BA – Business Analyst

A business analyst analyzes the needs and problems of a customer (and their target audience), finds solutions, and creates requirements that will be used to develop the product.

Theoretically, they ' re able to act on the organizational scale: analyze activities, identify problems, and recommend solutions to effectively achieve the company's goals. In practice, companies most often hire business analysts to work on projects.

A BA is often referred to as a link between the development team and the company management or the customer.

Job responsibilities

  • Collect information from various sources (surveys, market research, articles, interviews)
  • Interview customers, company management, team, and business users to get the necessary information
  • Generate solutions, suggestions, and recommendations for specific issues (from specific product functionality, product development in general to improving business processes, systems, and even the company structure)
  • Identify the goals of an organization or project and formulate business requirements based on them, and then formalize requirements (dividing them into functional and non-functional)
  • Write specifications, maintain documentation, sometimes create prototypes (if it’s necessary to convey the customer's ideas to technical specialists)
  • Manage requirements: analyze and modify them.

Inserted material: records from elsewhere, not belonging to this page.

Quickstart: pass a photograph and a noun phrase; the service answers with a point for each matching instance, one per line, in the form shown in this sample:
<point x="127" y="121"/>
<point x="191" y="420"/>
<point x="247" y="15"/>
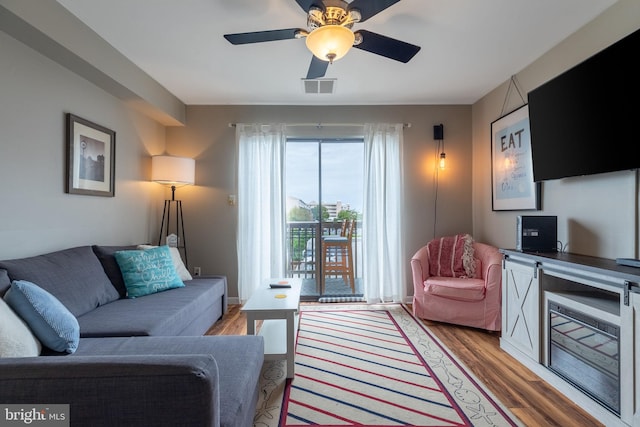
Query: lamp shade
<point x="330" y="42"/>
<point x="172" y="170"/>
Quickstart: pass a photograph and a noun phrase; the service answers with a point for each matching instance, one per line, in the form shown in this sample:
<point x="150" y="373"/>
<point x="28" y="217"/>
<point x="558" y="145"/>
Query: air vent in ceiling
<point x="319" y="86"/>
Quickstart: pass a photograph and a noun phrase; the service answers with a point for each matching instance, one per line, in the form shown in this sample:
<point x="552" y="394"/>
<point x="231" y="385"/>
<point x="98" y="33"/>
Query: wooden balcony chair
<point x="337" y="255"/>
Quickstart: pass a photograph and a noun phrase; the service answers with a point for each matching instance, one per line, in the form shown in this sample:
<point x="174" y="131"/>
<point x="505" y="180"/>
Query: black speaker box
<point x="438" y="132"/>
<point x="537" y="233"/>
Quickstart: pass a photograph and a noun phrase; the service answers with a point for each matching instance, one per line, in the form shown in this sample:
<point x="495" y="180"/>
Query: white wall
<point x="597" y="215"/>
<point x="36" y="215"/>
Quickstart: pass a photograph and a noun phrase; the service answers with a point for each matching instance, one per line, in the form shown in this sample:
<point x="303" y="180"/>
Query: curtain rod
<point x="319" y="125"/>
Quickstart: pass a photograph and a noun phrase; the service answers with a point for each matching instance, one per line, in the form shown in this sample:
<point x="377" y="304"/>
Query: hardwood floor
<point x="529" y="397"/>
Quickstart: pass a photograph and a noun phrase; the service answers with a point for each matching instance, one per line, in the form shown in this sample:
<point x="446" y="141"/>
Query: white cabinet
<point x="521" y="308"/>
<point x="586" y="286"/>
<point x="635" y="306"/>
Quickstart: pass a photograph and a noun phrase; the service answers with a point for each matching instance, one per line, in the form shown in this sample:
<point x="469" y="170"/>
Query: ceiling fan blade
<point x="387" y="47"/>
<point x="317" y="68"/>
<point x="261" y="36"/>
<point x="306" y="4"/>
<point x="369" y="8"/>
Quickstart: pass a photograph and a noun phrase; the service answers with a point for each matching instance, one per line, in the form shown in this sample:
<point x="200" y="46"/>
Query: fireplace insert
<point x="584" y="345"/>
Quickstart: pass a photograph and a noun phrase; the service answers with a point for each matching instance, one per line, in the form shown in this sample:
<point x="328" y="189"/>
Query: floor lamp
<point x="175" y="172"/>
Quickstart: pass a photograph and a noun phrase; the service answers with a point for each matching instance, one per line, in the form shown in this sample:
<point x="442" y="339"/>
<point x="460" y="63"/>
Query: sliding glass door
<point x="324" y="188"/>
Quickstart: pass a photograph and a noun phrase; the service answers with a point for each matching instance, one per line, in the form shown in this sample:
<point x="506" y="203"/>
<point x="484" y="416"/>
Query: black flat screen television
<point x="587" y="120"/>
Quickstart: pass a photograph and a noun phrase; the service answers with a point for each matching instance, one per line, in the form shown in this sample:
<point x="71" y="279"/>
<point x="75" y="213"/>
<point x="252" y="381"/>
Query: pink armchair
<point x="474" y="302"/>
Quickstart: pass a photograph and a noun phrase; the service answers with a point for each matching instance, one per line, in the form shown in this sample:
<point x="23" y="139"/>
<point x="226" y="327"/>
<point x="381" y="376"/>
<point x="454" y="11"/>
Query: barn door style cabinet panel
<point x="521" y="314"/>
<point x="571" y="319"/>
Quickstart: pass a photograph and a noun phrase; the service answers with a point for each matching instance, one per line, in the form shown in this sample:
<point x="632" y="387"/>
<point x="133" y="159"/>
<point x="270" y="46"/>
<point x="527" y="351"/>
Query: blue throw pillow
<point x="47" y="317"/>
<point x="148" y="271"/>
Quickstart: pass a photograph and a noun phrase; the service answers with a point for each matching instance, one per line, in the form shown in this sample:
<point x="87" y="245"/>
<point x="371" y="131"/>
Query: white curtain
<point x="384" y="266"/>
<point x="261" y="217"/>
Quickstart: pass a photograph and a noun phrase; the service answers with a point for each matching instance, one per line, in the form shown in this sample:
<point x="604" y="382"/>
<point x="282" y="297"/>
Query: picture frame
<point x="512" y="184"/>
<point x="91" y="150"/>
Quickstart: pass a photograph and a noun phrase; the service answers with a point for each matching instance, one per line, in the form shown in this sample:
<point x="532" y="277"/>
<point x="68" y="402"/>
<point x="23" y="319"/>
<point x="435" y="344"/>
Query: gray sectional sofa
<point x="139" y="361"/>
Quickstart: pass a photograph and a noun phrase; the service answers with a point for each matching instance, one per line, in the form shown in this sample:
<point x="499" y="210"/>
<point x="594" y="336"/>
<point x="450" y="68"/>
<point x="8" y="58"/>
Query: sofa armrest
<point x="225" y="297"/>
<point x="118" y="390"/>
<point x="419" y="270"/>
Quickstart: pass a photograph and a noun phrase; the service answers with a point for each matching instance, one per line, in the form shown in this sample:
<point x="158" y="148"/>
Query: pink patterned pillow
<point x="452" y="256"/>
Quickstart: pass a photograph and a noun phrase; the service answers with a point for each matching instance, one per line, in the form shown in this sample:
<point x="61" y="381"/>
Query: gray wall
<point x="597" y="215"/>
<point x="211" y="223"/>
<point x="36" y="215"/>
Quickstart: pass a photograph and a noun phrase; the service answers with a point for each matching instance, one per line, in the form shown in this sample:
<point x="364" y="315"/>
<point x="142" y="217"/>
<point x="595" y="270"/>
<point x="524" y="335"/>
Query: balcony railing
<point x="304" y="243"/>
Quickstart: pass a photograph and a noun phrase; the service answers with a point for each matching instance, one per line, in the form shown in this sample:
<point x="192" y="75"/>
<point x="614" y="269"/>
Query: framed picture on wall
<point x="91" y="150"/>
<point x="512" y="185"/>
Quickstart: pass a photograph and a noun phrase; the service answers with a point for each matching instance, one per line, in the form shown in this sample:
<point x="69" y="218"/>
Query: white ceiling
<point x="468" y="48"/>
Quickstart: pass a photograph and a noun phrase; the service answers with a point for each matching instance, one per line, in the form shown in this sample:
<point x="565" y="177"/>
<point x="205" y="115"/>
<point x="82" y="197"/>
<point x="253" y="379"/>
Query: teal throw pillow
<point x="49" y="320"/>
<point x="148" y="271"/>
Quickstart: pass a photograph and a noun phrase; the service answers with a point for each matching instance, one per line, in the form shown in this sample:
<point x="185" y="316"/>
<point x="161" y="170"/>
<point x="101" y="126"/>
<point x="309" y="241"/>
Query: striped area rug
<point x="373" y="365"/>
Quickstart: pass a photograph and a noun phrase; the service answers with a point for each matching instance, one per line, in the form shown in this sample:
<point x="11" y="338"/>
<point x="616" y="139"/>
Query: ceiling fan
<point x="329" y="34"/>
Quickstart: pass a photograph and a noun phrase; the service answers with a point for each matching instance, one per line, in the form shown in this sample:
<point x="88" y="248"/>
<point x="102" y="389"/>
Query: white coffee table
<point x="278" y="308"/>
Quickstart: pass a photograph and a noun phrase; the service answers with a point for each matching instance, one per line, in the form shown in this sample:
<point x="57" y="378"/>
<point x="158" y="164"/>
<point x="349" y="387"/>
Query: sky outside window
<point x="342" y="172"/>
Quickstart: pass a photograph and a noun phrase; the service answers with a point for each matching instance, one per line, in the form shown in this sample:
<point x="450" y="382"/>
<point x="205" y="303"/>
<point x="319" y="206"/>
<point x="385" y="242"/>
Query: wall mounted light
<point x="438" y="135"/>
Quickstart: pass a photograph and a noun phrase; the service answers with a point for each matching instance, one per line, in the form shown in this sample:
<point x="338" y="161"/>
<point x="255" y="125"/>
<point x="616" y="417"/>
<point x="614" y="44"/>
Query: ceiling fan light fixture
<point x="330" y="42"/>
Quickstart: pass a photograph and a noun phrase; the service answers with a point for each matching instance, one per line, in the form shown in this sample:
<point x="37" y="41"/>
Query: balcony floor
<point x="336" y="290"/>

When using Scrum methodology, the business analyst is often responsible for creating a product backlog (which intersects with the tasks of the product owner).

In some companies, a business analyst takes part in strategic analysis: together with the top management, they make recommendations on the development strategy of the entire organization.


  • Knowledge of the industry, the business sector in which the company operates
  • Ability to work with large amounts of information
  • Information visualization skills and knowledge of relevant programs (MS Visio,, Google Data Studio, Power BI, Tableau, DataHero), standards (for example, UML) and notations (BPMN, IDEF0)
  • Knowledge and experience in applying methodologies for collecting requirements, such as questionnaires, surveys, brainstorming, analysis of public data and competitors
  • Effective communication (ability to ask the right questions and actively listen, highlight essential information in the dialogue)
  • Mastery of software for managing documentation, projects, and processes (a popular one is Confluence)
  • Effective problem-solving skills
  • Critical thinking.


INDIGO Tech Recruiters often answer our clients ' questions about BAs , so we decided to share the most requested information here. If you need more information, please contact us.

1. What is the difference between a business analyst and a project manager?

Both BAs and project managers are responsible for communicating with the customer and the team and solving problems. Both specialists are called intermediaries between the customer and the team. However, unlike a project manager , a business analyst does not manage the development team. The BA can determine what needs to be done, and the project manager decides exactly how to achieve the result and is responsible for achieving it. The business analyst doesn't plan the project progress and product functionality and does not launch the product. A BA is an expert in analytics. A PM does not necessarily have a deep understanding of the tools and methods of analytics. Also, due to many other responsibilities, they may not be able to spend enough time collecting information and conducting detailed analysis.
A Business Analyst doesn't have to know programming languages. To work in IT, of course, they need to understand the principles of information systems and its terminology. Technical education is not required, but it’s very desirable. It's much easier for a technical specialist who works as a BA to communicate with the development team, and to explain business requirements in their language. On the other hand, many people move into this profession from positions closely related to business processes. Such specialists have the advantage of understanding the business from the inside. They can improve their technical skills as time goes by.
A Data Analyst is usually a mathematician with programming skills who collects, processes, studies, interprets, and visualizes data, often used in interpreting Big Data. A BA uses data to develop solutions, and to communicate with customers and the team.
A Business Analyst’s primary tasks are collecting requirements and creating specifications. Her presence significantly reduces the risk of misunderstandings between the customer and the team. There's always work for a business analysis on a project: you need to find out what the customer wants, formulate it into specific requirements and document them , and develop solutions. If there are no Business Analysts in a company, these tasks are performed by someone else, perhaps a Project Manager. However, a BA can perform these tasks more efficiently.